A 14 fish day on the AuSable or any river that gets a lot of steelhead can be easy to do if you hit a big push or just plain have a lot of fish around and you know how to catch them. Just because you can't or havent had days like that does not mean that people arent doing it. Three years ago a buddy and I had three days in a row where we landed 20 plus steelhead on the AuSable. Our best day was 33 landed before 1:00 pm. It happens enough that we call it a "20 fish day". You should know that it is taboo to ask fellow fisherman for proof. Most fish tales have a certain level exaggeration (pronounced B.S.) added to them. There are lots of rivers in the state that 20 fish days are possible right now.
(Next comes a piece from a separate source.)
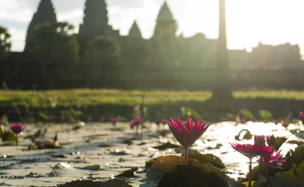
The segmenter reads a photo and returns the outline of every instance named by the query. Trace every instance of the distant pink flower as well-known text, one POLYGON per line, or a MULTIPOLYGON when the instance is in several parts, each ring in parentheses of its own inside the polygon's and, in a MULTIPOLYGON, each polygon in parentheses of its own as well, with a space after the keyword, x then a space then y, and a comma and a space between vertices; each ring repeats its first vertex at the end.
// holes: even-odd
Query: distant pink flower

Chill out and go fishing.


----------



## ausable_steelhead (Sep 30, 2002)

Okay guys let's ease up a bit, I appreciate the back-up, but I don't want to turn this into a gang-up and slam fest. Fire-tiger, it is possible to have high number days on the AS, my buddy and I had two last spring that put 30-31 fish on, and it wasn't gravel fishing. I find it hard to believe your best days are only 5-6 fish when you've been fishing it since the late-sixties! The early-mid 90's were ridiculous on that river. Fall of 04' and the following winter were great, 5-6 was an average day. Alot of the old stand-by holes are not holding fish like they used to, some of the spots I get them out of alot of people(boats especially) just pass on by, because they don't look really fishy. I'm gonna try and post some pics here shortly, I've been wanting to anyway, Just to show some beautiful Au Sable steelhead, and the beauty of that river, tight-lines, and I hope you have a chrome-plentiful season, fish-on!


----------



## Molson (Apr 18, 2003)

fire-tiger said:


> Not to be too negative ...



Then don't be.




fire-tiger said:


> ... but having fished the Ausable for steelhead almost exclusively since the late sixties until present I have NEVER had a seen 14 fish caught between two people in one day.
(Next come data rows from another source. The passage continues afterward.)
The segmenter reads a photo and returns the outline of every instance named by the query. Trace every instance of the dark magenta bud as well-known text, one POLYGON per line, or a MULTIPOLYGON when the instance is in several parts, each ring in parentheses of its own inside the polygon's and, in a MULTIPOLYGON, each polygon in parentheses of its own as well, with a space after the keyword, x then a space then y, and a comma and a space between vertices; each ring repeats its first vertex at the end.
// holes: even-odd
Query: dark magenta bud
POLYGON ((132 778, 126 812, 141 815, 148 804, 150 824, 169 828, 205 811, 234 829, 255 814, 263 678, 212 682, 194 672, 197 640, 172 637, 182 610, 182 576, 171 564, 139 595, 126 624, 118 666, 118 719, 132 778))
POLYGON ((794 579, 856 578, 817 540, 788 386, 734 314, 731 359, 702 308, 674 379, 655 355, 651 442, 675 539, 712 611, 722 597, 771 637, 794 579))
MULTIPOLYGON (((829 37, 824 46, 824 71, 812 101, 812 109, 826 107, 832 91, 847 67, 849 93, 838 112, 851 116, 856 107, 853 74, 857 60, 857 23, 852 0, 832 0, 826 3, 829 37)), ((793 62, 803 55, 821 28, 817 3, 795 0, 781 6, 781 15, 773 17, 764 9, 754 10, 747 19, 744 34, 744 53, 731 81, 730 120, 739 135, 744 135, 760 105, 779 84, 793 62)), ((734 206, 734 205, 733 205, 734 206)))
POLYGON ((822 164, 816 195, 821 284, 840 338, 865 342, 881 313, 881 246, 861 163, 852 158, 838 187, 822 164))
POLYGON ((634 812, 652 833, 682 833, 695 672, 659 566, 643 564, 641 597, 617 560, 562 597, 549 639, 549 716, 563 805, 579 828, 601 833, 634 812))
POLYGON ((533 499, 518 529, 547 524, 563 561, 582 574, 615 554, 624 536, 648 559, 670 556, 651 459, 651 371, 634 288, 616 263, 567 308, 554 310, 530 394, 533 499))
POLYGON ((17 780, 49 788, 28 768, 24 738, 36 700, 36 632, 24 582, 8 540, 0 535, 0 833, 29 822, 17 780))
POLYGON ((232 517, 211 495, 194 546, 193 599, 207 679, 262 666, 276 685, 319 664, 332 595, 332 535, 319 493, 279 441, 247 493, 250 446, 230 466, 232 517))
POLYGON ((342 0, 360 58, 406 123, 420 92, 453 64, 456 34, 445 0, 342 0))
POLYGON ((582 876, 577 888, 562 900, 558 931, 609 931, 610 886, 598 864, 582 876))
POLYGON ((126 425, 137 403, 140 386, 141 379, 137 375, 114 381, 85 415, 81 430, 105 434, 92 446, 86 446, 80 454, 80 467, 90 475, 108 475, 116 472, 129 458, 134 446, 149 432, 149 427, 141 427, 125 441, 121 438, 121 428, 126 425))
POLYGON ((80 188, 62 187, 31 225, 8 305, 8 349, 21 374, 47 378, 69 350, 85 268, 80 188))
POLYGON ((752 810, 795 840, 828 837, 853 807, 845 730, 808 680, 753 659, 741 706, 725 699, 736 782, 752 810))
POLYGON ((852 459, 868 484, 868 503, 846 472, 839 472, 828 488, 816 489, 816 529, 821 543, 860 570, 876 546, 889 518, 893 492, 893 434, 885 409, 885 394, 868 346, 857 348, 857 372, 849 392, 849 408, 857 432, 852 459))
I believe him. If you've fished there since the 60's and haven't landed 7 fish in one day.... (14 fish divided by 2 people = 7 fish per person average)... I feel sorry for you. Maybe you shouldn't be fishing that river exclusively.


----------



## Fishndude (Feb 22, 2003)

A couple buddies and I had 31 fresh Steelies on one day, a few years ago. We parked a boat at a hole on the lower river, and it was just one of those days when waves of fish were moving through. I think we ended up landing 12 or 15 - we lost a lot because of heavy current.

When you used to be able to fish in the coffer, and Skamanias were still being planted, I often hooked 40 or 50 Steelhead in a day during the peak of the Salmon season. The Steelhead were just gorging on eggs, and they bit like crazy. And they were turbo charged with all the oxygen in the water, or something, because I would run straight 10 lb line, and most of them still broke me off. I hooked 9 fish on 10 casts one day, and the snaggers couldn't believe I was getting bites from "fresh Salmon." Those days were when I converted from Salmon fishing to almost exclusively fishing for Steelhead. A few times I went home early because I just couldn't fight anymore fish.


----------



## SteelYarn (Mar 8, 2001)

Hey Jon,
I also appeciate your posts. Its always quite fun reading up on how other fisherman are doing and just imagining the fun your having while hooking up on those silver bullets. 
One time my father and I were on our way home from a steelhead outing. It was his virgin river steelhead trip and had not picked up a fish yet and I had two in the freezer. Well we were on our way home and I suggested we go to the mouth of the Platte River and just take a look. The wind was blowing at about 10-15 mph, the Temp was about 60 degrees with the sun as bright as could be. What a beautiful day on the beach. All of a sudden while peering into the river, my heart started jumping out of my skin....
I couldnt believe what I was seeing. I bet I could leterally walk across the river on the backs of steel:lol: WEll needless to say we ran to the truck got out our gear and had a ball. I really dont remember how many fish we hooked into, but I do remember it was like nothing I have ever experienced. You just never know.........


----------



## ausable_steelhead (Sep 30, 2002)

I think the coffer should still be open, atleast from November until April. That's where I see the biggest steelhead every year, though I did see an absolute monster during October of 03' in the pocket, it was bigger than alot of the 12-15lb salmon graveling up there, just scary big!


----------



## Downstate Doug (May 8, 2001)

Fire....Bobby hasn't worked at Wellmans for the past two years.

DD


----------